Черный волк лег в землю рядом с тем, кого любил в этой жизни. Нарубив веток, Ана забросала ими свеженасыпанный холмик земли и толстым слоем запорошила его листьями, потом присела рядом. Все плыло у нее перед глазами. В каком-то оцепенении она протянула в сторону руку, чтобы в нее вложили птицу, вздрогнув, очнулась и закрыла лицо руками.
В последний раз взглянув на печальное место, Ана прошла из сада в конюшню, вывела оседланного Ветра и, завернувшись в темный плащ, подбитый мехом, умчалась в долину, в затянутые пепельными туманами просторы. И больше никто никогда не слышал о прекрасной принцессе.
А в замке на горе очень скоро угасла королева, потерявшая вдруг все, что наполняло ее жизнь смыслом.
Глава третья
Дуй

1.
Над тихой долиной промчались века и стерли в пыль гордые очертания каменной громады замка на скалистом мысу. Зубцы башен обвалились, стены разрушились, тлен и запустение царили теперь в жилище королей, где давно уже селились и множились только стаи воронья.

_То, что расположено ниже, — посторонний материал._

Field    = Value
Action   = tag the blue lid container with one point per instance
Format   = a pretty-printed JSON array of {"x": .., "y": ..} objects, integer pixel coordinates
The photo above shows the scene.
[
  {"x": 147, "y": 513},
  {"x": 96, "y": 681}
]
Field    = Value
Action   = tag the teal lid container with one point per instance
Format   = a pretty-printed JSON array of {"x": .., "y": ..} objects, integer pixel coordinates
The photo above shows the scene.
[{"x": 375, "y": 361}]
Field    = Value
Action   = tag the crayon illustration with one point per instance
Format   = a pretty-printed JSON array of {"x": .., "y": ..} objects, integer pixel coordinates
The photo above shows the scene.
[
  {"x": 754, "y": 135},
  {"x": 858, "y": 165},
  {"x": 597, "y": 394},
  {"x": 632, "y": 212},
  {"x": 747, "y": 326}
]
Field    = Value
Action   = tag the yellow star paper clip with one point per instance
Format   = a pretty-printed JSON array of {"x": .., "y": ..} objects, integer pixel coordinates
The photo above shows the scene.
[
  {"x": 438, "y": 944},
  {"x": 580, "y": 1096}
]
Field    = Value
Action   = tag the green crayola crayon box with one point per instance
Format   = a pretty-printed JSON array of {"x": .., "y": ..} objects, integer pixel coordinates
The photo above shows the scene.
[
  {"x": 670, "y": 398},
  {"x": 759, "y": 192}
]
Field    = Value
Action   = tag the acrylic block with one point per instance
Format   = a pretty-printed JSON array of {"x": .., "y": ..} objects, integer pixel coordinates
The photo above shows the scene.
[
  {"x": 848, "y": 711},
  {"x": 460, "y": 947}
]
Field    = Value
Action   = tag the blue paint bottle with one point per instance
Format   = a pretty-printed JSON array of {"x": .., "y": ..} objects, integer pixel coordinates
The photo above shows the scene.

Старый ворон, живший в замке почти триста лет, часами грел на солнце свои кости и равнодушно наблюдал, как там, внизу, в прежде ярко зеленеющих долинах, исчезают густые высокие леса и мелеют быстроводные реки. Некогда плодородные, черные земли заболачиваются, и глубокие овраги, как морщины, избороздили просторные поля. Люди уходят все дальше, в глубь долины, тесня соседей, селясь на каменистых склонах гор, мало пригодных для жилья, и отсюда, с высокой полуразрушенной башни, человеческие жилища кажутся старому ворону крохотными и ненастоящими. Знойные пыльные ветры иногда приносят из тех далеких мест слабые запахи дыма от очагов, и тогда мрачно нахохлившейся птице вспоминается давняя суетливая, шумная жизнь в замке, забытые лица давно ушедших людей…
Ворон дремлет, склонив голову. Вместе с ним в надвигающихся сумерках засыпают темные печальные развалины, над которыми встает в своем зыбком сиянии вечная луна.
День клонился к вечеру, и юноша, неохотно помогающий отцу вынимать из печи горячие противни, часто и с тоской поглядывал в низкое маленькое окно на быстро темнеющие горы. Его отец, ловко управляясь с пышущей жаром печью, весело напевал, что-то громко спрашивал у сына и, привычно не дождавшись ответа, снова начинал петь.
Юноша ненавидел эту веселость отца. Как можно все время быть в хорошем настроении, когда в доме часто нечего есть, кроме куска вчерашнего хлеба? Подавать нищим милостыню, зная, что отдаешь последние деньги?
В их селении они едва ли не самые бедные. Не потому, что отец мало работает — он стоит у печи с утра до ночи — а потому, что для других он ничего не жалеет. Он не умеет копить. Он не думает о завтрашнем дне. Один-единственный раз ему представилась возможность выдвинуться: его пригласили в деревенский совет на уважаемую и денежную должность. А он что ответил? Юноша зло посмотрел в спину отцу. «А кто тогда будет печь хлеб?» И остался в своей маленькой тесной пекарне — печь хлеб. Летом — в удушающей жаре, зимой — на ледяных сквозняках. Хлеб у отца получается чудный, вкусный. Его раскупают мгновенно, едва мать выносит лотки с горячей выпечкой на деревенскую базарную площадь. Но почему нужно продавать его почти задаром?!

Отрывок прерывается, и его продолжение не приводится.